The community did not express a consensus opinion against this proposal by any means. And the community's opinion actually caused the proposal to be radically revised. But people tend to come up with arguments for why the process was flawed whenever they don't like the result.

5 Likes

Controversial proposals are accepted all the time, but this kind of backlash is rare (a glance in this thread for a quick poll shows 2 likes for the acceptance post, against 25-30 for dissenting opinions). So your argument that I'm just rationalising an unfavourable result seems rather unfair.

21 Likes

I'm still wrapping my head around this, but I want to be positive. The way I interpret the following:

is that we should consider "Swifty" to design APIs in that way. It's ok, and I like when clear direction is given about how to use the language.

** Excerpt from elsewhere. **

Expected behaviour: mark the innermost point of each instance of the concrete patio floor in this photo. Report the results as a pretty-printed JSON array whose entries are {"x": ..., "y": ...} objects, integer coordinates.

But I have a pragmatic question, now. Consider the aforementioned fold function on Result:

extension Result {
  func fold<A>(onSuccess: (Success) -> A, onFailure: (Failure) -> A) -> A {
    switch self {
    case let .success(x):
      return onSuccess(x)

    case let .failure(x):
      return onFailure(x)
    }
  }
}

I don't want to discuss the utility of this (I consider it essential, it should be in the stdlib), but the ergonomics: with the new guidelines, what is a better way to write this? It's a serious question: given the guidelines, what kind name for this would be recommended? Incorporating the onSuccess label in the function root name would be terrible, that's not an elegant solution, but what would be? I suspect a possible solution would drop the symmetry between the branches in some way, but I can't come up with anything decent.

11 Likes

I'm not disputing that there's a negative response to the decision. I'm saying that the negative response is chiefly because people want to be able to write a label on the first trailing closure (or to require it), not because there's a pervasive flaw in the process. People disagree with the decision.

1 Like

I'd like to add some feedback about the review process. I did realised for a few reviews already that they are rarely about the votes or consensus. Rather, it's more of an inquiry about the pros & cons of the design, and the information that the decision makers may have missed, and should find useful.

Often times the reviews quickly devolved into defending my idea/design kind of discussion. It is not necessarily a bad thing. Designs that help shape the final product do come up relatively frequently, but it usually adds very little to the proposal past certain point. And the alternate design discussion is usually very taxing for everyone involved, including those who're planning on chiming in. There is one portion of this review that discussed about the near-ambiguity against existing call syntax. I very much noticed that that's the very information that the review needs, even without the core team's affirmation.

If my assessment above is at least somewhat inline with the spirit of the process. I think that, as is, it isn't being conveyed very well.


I think the the semi-announcement at the end of the thread, that the information has been gathered, is very helpful. Especially that we have been employing a light touch to the review deadline. More so if it takes some time until the review announcement.

4 Likes

This is unfair. It is a well-known human trait to be silent when the outcome is agreeable. The fact that more people are voicing dissent at this time is not a strong indicator.

5 Likes

Why is it an issue to allow the average Swift user to write the first closure label explicitly and still support its optionality for source compatibility? This would allow you to observe the preferred option over time and potentially signal a deprecation need of the optionality. At least it wouldn‘t break anything and certainly not cause more damage by spawning more proposals to force firstWhere naming scheme on us.

6 Likes

Previous accepted proposals don't show that pattern.

And some would argue that when such an unpopular proposal makes its way in to the language despite strong opposition from those that use it, that itself is evidence of a flawed process.

But I've said all I want to say on this.